WARN Act: An act that requires certain employers to give employees 60 days notice for plant closings and mass layoffs. The WARN Act only applies to certain employers, including those with at least 100 employees, and the closing or layoff has to meet specific requirements.
Work Opportunity Tax Credit (WOTC): A federal tax credit companies can receive when they hire employees from specific demographics normally facing employment barriers, such as veterans, SSI recipients and ex-felons. The amount of the tax credit under the Work Opportunity Tax Credit program varies based on the employee’s earnings, number of hours worked and specific demographic the employee fits.
Work order: A document that provides the details of an authorized maintenance task that needs to be performed. A work order creates a paper trail for maintenance and repair work and includes important details such as the person who authorized the work, the person who’s performing the task, a description of the job, where it’s located and how long it will take.
Work-life balance: The idea of keeping a separation between a person’s work and personal life and being able to give time and energy to both. Employers can encourage work-life balance by offering enough paid time off, limiting overtime, offering flexible schedules, providing support for heavy workloads, rewarding healthy habits and modeling a good work-life balance.
Workforce diversity: The makeup of the employees within an organization based on individual characteristics, such as race, ethnicity, gender, age, sexual orientation, experience and background. Improving workforce diversity makes an organization more inclusive and can improve things like productivity, innovation, employee satisfaction, retention, trust and recruitment efforts.

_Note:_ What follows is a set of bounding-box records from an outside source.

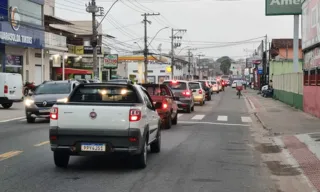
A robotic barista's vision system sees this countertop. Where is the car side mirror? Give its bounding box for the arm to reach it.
[154,102,162,109]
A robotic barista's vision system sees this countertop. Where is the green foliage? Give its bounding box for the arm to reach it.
[217,56,232,74]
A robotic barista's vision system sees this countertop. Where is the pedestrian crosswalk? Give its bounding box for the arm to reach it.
[178,113,252,124]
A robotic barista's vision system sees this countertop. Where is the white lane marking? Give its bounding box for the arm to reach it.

Workplace: A location where an employee performs their job duties for their employer. Workplaces can vary significantly based on the job type and could include commercial offices, home offices, retail establishments, farms, warehouses, manufacturing plants, entertainment venues and outdoor areas.
Workplace retaliation: A form of adverse action taken by an employer against an employee in response to a protected activity, such as reporting discrimination, harassment, or other violations of employment laws. Workplace retaliation might include termination, treating the employee differently or impacting their work with things like cutting hours or giving them an unwarranted negative review.